Let's look at an independent source. Here are the results of the Linpack universal benchmark for computing power for systems starting from the 386th and up to the third generation Core i7 (and with optimization for the architecture, using, where possible, SSE and AVX instructions). The difference between 386-40 (0.53 Mflops), Pentium III-1000 (316.67) and Core i7-3930K (3112.94) shows a similar layout. The growth is almost 600 times in the nineties and only 10 times in zero.



At the end of the last millennium, we observed an explosive increase in the performance of personal computers. In the new century, there was growth, too, and significant, but such crazy progress was no longer. Moreover, in the eighties, from the very beginning of the era of PC-compatible PCs, the development was also not so rapid - 8086 differs from 80386 (according to the results of the same Landmark test) by about 50 times, and not by 500. This makes the nineties a unique phenomenon in the history of computers : We started with the text editor Lexicon and Norton Commander, and ended with streaming audio over the network, 3D games and studio-quality video.
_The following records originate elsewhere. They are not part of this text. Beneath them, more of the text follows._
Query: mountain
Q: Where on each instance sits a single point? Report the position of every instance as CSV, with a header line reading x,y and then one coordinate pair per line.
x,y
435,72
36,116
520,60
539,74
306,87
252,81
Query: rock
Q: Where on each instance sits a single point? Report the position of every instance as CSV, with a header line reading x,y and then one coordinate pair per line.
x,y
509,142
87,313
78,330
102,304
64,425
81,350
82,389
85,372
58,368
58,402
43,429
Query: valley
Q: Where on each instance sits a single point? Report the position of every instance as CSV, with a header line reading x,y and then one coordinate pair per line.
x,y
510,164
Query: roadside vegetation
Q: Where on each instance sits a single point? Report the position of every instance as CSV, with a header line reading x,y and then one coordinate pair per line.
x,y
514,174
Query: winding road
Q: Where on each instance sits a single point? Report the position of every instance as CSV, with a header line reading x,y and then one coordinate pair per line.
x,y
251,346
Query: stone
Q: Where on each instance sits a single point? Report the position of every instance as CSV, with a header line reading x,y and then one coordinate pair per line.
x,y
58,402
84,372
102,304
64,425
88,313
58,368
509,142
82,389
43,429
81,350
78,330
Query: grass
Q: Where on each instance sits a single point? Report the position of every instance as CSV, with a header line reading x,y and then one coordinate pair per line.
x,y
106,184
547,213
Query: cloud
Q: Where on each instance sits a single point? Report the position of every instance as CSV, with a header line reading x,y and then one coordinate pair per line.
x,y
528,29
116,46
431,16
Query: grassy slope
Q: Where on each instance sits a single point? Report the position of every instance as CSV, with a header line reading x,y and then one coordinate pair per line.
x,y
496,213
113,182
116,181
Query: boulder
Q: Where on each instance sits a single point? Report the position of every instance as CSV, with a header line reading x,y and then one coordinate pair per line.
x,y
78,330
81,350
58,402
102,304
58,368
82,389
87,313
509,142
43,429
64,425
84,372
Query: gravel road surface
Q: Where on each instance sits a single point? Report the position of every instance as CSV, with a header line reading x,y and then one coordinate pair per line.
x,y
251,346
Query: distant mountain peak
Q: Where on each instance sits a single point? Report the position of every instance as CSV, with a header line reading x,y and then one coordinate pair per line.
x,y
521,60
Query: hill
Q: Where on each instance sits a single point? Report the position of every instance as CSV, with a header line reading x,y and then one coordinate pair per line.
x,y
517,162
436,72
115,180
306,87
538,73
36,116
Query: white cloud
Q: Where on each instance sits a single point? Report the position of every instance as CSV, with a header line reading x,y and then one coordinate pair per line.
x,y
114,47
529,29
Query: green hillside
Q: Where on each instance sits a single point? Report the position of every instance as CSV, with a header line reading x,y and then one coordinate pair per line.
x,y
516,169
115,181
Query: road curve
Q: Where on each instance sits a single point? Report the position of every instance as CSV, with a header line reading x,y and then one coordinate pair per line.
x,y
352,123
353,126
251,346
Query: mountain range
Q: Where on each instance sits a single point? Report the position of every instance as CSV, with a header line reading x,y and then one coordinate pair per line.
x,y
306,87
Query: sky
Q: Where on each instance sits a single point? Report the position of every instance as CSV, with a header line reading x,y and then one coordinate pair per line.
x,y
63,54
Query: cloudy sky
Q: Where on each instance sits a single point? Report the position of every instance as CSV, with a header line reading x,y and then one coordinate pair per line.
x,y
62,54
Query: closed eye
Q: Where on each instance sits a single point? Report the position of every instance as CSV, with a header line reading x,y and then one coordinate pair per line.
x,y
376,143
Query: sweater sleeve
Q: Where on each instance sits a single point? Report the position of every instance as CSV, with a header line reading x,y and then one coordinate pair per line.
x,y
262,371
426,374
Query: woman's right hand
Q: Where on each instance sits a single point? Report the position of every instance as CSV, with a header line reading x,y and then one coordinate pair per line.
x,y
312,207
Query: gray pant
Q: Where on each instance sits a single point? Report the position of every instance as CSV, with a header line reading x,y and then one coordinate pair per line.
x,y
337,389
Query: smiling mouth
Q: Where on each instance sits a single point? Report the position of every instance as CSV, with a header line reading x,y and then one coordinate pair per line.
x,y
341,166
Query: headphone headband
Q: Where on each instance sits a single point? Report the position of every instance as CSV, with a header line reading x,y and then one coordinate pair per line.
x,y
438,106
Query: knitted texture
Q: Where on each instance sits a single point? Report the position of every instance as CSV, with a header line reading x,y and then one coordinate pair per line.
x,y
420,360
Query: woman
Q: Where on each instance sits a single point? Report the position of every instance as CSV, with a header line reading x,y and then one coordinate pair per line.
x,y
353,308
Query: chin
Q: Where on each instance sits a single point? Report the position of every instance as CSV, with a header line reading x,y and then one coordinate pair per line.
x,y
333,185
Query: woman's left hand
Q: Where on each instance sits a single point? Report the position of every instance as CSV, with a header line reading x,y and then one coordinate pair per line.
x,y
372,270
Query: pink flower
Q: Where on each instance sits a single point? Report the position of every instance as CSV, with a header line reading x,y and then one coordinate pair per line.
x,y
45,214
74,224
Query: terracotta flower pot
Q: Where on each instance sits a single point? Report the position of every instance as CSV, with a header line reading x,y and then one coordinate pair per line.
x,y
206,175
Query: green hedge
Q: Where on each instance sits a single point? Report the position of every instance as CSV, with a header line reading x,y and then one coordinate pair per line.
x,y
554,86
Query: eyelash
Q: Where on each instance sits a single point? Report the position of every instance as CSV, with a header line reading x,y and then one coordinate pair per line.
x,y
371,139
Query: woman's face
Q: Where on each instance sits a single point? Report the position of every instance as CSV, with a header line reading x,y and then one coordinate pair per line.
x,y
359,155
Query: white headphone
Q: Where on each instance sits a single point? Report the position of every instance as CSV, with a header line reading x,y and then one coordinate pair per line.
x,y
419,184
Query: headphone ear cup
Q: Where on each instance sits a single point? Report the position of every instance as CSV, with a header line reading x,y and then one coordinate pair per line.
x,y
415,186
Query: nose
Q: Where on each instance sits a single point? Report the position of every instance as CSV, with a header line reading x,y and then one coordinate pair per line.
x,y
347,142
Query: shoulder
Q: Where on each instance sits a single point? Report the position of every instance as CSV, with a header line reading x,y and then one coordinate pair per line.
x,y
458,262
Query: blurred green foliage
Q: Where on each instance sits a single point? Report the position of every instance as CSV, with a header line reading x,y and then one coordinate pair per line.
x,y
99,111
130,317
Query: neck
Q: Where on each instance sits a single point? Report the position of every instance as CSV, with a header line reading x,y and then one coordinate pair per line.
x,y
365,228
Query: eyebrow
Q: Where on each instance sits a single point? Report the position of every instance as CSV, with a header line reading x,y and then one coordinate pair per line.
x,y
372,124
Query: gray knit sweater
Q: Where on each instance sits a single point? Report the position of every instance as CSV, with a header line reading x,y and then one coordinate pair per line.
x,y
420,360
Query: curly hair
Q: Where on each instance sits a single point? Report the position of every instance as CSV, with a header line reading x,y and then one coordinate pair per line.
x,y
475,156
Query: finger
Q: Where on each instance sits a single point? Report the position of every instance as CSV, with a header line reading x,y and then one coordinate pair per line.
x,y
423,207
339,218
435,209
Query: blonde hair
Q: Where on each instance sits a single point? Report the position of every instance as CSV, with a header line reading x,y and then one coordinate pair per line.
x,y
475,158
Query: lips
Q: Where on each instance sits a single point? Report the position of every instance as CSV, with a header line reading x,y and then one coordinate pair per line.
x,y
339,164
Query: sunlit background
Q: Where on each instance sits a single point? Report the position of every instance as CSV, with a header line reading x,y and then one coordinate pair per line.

Despite the difference in performance between the six-core Xeon and the 386th processor by a thousand times, half of this article was typed without problems on the old system in Microsoft Word 6.0. Some tasks do not require powerful modern systems at all, their performance is rather eaten up by “convenience” (like synchronization with the cloud) and the approach to writing code. Two days of stress testing in WinRAR showed that my 386th system may not be the fastest, but stable and reliable. So, we will continue research.